Definitiv nicht mein Buch. Unlogisch, sehr unsympathische Charaktere. Denke weird girl books sind einfach nicht meins.

3.5

Darf eine hübsche, junge Frau sich der Gesellschaft verweigern und eine unsympathische Bitch sein?

Die Protagonistin ist eine elende, abstoßende Person. Sie ist ein Arschloch! Aber es ist herrlich (und stellenweise sehr witzig) über diese Heldin zu lesen! Hier verweigert ein weiblicher Mensch jegliche Gefälligkeit, Verfügbarkeit, Nettigkeit und macht ihr eigenes (zugegebenermaßen depressives) Ding, und versucht ihre psychischen Probleme durch eine Art Winterschlaf zu beheben. Die anderen Figuren im Buch - eine skurrile, verantwortungslose Therapeutin, eine klettenhafte beste Freundin, ein narzisstischer On-off-Ex - sind auch durchaus unterhaltsam, wenn auch nicht sehr vielschichtig gezeichnet. Manch reizvoller Handlungsteaser verläuft im Sande und irgendwann ahnt man, worauf das Ende hinsteuert. Es ist ein trauriges Ende. Aber die Protagonistin macht eine Wandlung durch und der Schlusspunkt ist bewegend, deshalb würde ich sagen, es ist ein gutes, besonderes Buch.

5

Ein introspektiver Abstieg in die emotionale Leere

Ich fand es richtig gut, auch wenn ich im Nachhinein gar nicht genau sagen kann warum.

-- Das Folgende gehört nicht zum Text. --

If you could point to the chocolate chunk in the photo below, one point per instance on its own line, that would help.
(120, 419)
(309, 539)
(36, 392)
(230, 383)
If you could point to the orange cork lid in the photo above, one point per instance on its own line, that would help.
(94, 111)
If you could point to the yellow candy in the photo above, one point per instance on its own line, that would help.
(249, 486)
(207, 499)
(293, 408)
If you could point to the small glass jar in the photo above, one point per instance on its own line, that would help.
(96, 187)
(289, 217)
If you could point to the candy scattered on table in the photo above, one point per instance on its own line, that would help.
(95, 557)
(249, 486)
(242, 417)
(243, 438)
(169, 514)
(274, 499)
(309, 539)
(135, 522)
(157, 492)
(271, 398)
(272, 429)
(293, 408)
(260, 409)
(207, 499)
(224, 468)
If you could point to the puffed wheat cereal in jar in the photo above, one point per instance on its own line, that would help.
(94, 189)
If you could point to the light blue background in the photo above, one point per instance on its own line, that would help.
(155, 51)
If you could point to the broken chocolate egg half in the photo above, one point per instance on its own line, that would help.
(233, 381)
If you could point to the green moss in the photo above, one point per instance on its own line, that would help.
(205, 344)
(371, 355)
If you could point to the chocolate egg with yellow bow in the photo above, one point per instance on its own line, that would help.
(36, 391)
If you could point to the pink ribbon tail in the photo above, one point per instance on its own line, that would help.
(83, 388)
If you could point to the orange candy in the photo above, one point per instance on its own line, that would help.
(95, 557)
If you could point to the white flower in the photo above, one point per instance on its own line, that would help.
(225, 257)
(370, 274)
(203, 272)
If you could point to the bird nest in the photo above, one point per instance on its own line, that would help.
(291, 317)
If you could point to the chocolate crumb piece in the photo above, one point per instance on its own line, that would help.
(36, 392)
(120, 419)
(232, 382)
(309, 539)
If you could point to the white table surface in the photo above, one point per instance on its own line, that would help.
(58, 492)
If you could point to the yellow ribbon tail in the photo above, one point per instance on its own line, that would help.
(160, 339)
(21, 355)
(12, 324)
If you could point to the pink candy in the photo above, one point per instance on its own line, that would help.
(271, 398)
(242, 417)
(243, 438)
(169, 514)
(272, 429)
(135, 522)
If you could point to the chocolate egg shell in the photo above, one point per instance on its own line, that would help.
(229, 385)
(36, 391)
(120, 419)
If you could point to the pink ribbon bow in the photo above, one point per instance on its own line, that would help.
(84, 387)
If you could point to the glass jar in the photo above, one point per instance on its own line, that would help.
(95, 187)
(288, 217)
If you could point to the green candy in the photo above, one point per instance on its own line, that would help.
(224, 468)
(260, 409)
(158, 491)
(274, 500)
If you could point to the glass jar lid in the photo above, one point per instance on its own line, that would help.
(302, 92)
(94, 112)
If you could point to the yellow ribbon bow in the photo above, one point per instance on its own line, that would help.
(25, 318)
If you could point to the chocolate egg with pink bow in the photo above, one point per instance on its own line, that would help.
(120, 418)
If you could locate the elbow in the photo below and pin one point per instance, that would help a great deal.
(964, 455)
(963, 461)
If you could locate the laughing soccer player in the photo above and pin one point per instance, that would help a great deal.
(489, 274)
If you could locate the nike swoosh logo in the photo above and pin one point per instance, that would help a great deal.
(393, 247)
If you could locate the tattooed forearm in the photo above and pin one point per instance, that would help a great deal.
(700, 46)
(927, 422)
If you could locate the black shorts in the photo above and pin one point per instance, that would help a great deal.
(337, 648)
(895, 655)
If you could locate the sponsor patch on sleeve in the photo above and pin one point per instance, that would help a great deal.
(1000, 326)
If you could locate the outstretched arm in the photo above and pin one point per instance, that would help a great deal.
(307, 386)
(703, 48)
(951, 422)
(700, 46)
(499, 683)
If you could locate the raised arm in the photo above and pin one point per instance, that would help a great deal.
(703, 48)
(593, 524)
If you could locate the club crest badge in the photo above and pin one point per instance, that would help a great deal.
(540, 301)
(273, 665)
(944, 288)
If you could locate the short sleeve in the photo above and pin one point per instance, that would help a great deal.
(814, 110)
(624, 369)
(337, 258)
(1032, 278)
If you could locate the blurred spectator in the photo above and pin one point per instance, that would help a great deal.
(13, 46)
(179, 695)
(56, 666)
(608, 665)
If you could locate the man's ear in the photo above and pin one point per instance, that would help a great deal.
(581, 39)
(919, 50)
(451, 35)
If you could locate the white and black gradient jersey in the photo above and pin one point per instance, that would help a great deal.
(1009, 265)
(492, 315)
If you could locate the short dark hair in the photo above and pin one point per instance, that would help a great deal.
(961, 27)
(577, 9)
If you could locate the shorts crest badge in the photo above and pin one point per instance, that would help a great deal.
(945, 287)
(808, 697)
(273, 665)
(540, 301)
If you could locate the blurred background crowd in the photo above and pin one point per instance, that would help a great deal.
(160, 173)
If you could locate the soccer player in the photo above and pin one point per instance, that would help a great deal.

Das Buch ist extrem introspektiv und spielt mit dem Versuch der Protagonistin, ihre eigenen Emotionen und jegliches Gefühl auszuschalten. Sie betäubt sich mit Medikamenten, zieht sich komplett aus dem Leben zurück und vermeidet jede Auseinandersetzung mit sich selbst. Sie ist kalt, unsympathisch und empathielos. Besonders faszinierend ist die unterschwellige Präsenz des 11. Septembers. Der Roman beginnt im Sommer 2000, und es gibt wiederholt beiläufige Hinweise darauf, dass einige Figuren im World Trade Center arbeiten. Als Leser wissen wir natürlich, welches unausweichliche Ereignis sich da abzeichnet, doch die Charaktere bewegen sich ahnungslos darauf zu. Diese dramatische Ironie verleiht dem Buch so irgendwie eine beklemmende Spannung fast so, als würde man durch eine Glaskugel in die Zukunft blicken und hoffen, dass das Unvermeidliche doch noch irgendwie abgewendet wird. Das Ende hat echt gehittet, Diese Gegenüberstellung von persönlichem Neuanfang und plötzlichem Trauma verleiht dem Ende eine gewisse Schwere.. Moshfegh erschafft hier eine düstere und distanzierte Erzählwelt, die gleichzeitig abstoßend und hypnotisierend wirkt. Es ist ein Roman, der einen seltsamen Sog entwickelt. Kann aber auch nachvollziehen wenn man es scheiße und langweilig findet. Die Protagonistin rage baited manchmal schon hart

4.5

Für eine Geschichte, in der doch verhältnismäßig wenig passiert, habe ich das Buch förmlich weginhaliert, wie die Protagonistin Ihre Medikamente.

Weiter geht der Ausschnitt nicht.